In this prospective double-blinded trial, 75 ASA I - II patients aged 18 to 75 years scheduled for an elective hysterectomy in a tertiary referral teaching hospital in Tehran from February to December 2019 were recruited. Informed written consent was obtained from all participants. Those who didn't meet inclusion criteria were excluded. Exclusion criteria were, having uncontrolled diabetes mellitus, neurologic disorders, psychologic disorder(s) which needs treatment, inflammatory and renal diseases, neuropsychiatric disorders, drug abuse, routine use or taking non-steroidal anti-inflammatory drugs (NSAIDs), opioids, or other analgesics 48 hours prior to surgery, allergy or contraindication to anesthetic agents or pain medications, including NSAIDs, acetaminophen and opioids, and history of any type of chronic pain which needed medical or interventional treatments. Patients who develop any surgical or anesthetic complication, those who needed reoperation or needed more than 2-unit transfusion of packed red blood cells, or received ketamine, antipsychotic, or gabapentinoids were considered to be excluded latter.

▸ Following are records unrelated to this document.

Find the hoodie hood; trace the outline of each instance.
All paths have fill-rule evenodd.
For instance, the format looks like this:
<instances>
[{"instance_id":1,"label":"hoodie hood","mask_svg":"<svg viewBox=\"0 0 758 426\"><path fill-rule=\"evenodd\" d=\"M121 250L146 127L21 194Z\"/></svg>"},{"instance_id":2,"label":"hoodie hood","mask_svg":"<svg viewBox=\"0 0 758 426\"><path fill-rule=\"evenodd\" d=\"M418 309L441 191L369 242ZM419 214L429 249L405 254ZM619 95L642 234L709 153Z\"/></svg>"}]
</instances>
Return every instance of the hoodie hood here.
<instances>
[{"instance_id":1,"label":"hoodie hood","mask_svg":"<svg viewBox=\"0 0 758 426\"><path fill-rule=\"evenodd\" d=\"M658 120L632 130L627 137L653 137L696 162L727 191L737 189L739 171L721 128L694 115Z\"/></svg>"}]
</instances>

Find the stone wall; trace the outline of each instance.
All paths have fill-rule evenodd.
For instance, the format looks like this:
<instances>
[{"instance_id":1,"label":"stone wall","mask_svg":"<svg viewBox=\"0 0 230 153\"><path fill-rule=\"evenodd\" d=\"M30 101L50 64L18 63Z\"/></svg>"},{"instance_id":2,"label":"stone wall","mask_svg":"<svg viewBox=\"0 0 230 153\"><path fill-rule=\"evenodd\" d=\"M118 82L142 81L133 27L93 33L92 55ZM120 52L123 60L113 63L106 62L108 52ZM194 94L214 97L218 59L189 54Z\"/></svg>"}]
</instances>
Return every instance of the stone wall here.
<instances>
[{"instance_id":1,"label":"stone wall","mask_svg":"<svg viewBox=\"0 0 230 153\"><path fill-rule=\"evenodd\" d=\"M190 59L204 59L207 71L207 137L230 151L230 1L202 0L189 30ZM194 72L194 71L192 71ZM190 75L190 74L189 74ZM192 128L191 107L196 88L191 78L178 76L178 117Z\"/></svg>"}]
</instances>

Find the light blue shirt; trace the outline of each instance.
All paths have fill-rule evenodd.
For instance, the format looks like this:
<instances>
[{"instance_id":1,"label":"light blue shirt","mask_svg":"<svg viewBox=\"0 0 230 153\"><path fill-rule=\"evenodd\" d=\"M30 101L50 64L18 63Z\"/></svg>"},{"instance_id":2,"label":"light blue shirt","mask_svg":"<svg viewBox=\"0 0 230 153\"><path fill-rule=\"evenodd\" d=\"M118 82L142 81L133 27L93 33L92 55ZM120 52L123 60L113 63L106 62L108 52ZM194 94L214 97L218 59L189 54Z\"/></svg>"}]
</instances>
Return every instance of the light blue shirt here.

Patients were randomized via a computer-based method and divided into three groups each with 25 subjects, as follows: Remifentanil-Naloxone (patients receiving remifentanil 0.3 µg/kg/min and low dose naloxone 0.25 µg/kg/h in 50 mL normal saline, Remifentanil (patients receiving remifentanil 0.3 µg/kg/min), and control (patients receiving an infusion of 50 mL normal saline). All medications and placebo were administered from anesthesia induction to skin closure. The rates of injecting drugs and placebo were similar in all groups. An anesthesiologist anesthetized patients according to a written instruction; however, both patients and investigators were blinded to the intervention group and randomization process. All medications were prepared by an anesthesia nurse who was not engaged in the study.
After administering pre-medication (midazolam 0.05 mg/kg, fentanyl 2 µg/kg, and lidocaine 1 mg/kg, based on Ideal Body Weight for overweight patients) under standard monitoring, including electrocardiography (ECG), oxygen saturation (SpO2), end-tidal CO2 (ETCO2), noninvasive blood pressure monitoring (NIBP), respiratory rate (RR), and heart rate (HR), anesthesia was induced by propofol 2 mg/kg and atracurium 0.5 mg/kg. After tracheal intubation, 1.5 MAC isoflurane and muscle relaxants were used for maintaining anesthesia, if necessary. Fentanyl dose was repeated each hour to adjust the hemodynamic parameters based on anesthesia judgment.
In the remifentanil group, on the occurrence of bradycardia (HR < 50) and blood pressure drop more than 20% of baseline, interventions were provided, including administration of atropine or ephedrine and a bolus injection of crystalloids. If interventions were not efficient, the remifentanil dose was reduced. The appropriate dose of opioids was continuously adjusting based on the hemodynamic parameters during the surgery (HR and BP were increased to higher than 20% of baseline). In the post-surgery period, morphine sulfate PCA (patient-controlled analgesia) was used at 1 mg/mL; Bolus: 1 mL; lock-out interval: 7 min; basal infusion: 0 mL/h., for 24 hours after surgery to control the patient’s pain and precisely assess morphine dose consumption. All patients received IV paracetamol 1 g Q6H and IV ketorolac 30 mg Q8H.
Demographic parameters and baseline characteristics (age and surgery duration) of all participants were recorded. Total fentanyl dose used, morphine dose used in post-anesthesia care unit (PACU), morphine dose used within 24 hours after surgery, the first time-point of opioid administration after surgery and pain severity after surgery during movement, and rest according to visual analogous scale (VAS) in 0.5, 2, 6, 12, and 24 hours after surgery were documented. In PACU, shivering, the need for opioids, nausea, and vomiting (0.5, 2, 6, 12, and 24 hours after surgery) were recorded. Heart rate and blood pressure were analyzed before induction, after intubation, 30 minutes post-induction, and 30 minutes post-extubation.
The need for increasing remifentanil dose, based on hemodynamic parameters, was also documented. The severity of hyperalgesia and allodynia was assessed by static tactile tests. In this test, a soft brush that is only a sensory stimulus is contacted to the edge around the patient's wound, and in the case of allodynia, the patient drastically moves the body away from this stimulus. The severity of pain was reported using the VAS. Patients were asked to grade the highest experienced pain from one to 10 in 0.5, 2, 6, 12, and 24 hours after the surgery. A pilot study was performed on five patients from all three groups, and the results were used for calculating the sample size, by considering α = 0.5 and β = 0.2. Statistical analyses were performed using SPSS v.21.0 (IBM Corp., Armonk, NY, USA). The results are described using frequencies and mean scores. ANOVA test and Bonferroni’s post hoc test were used for comparing the groups.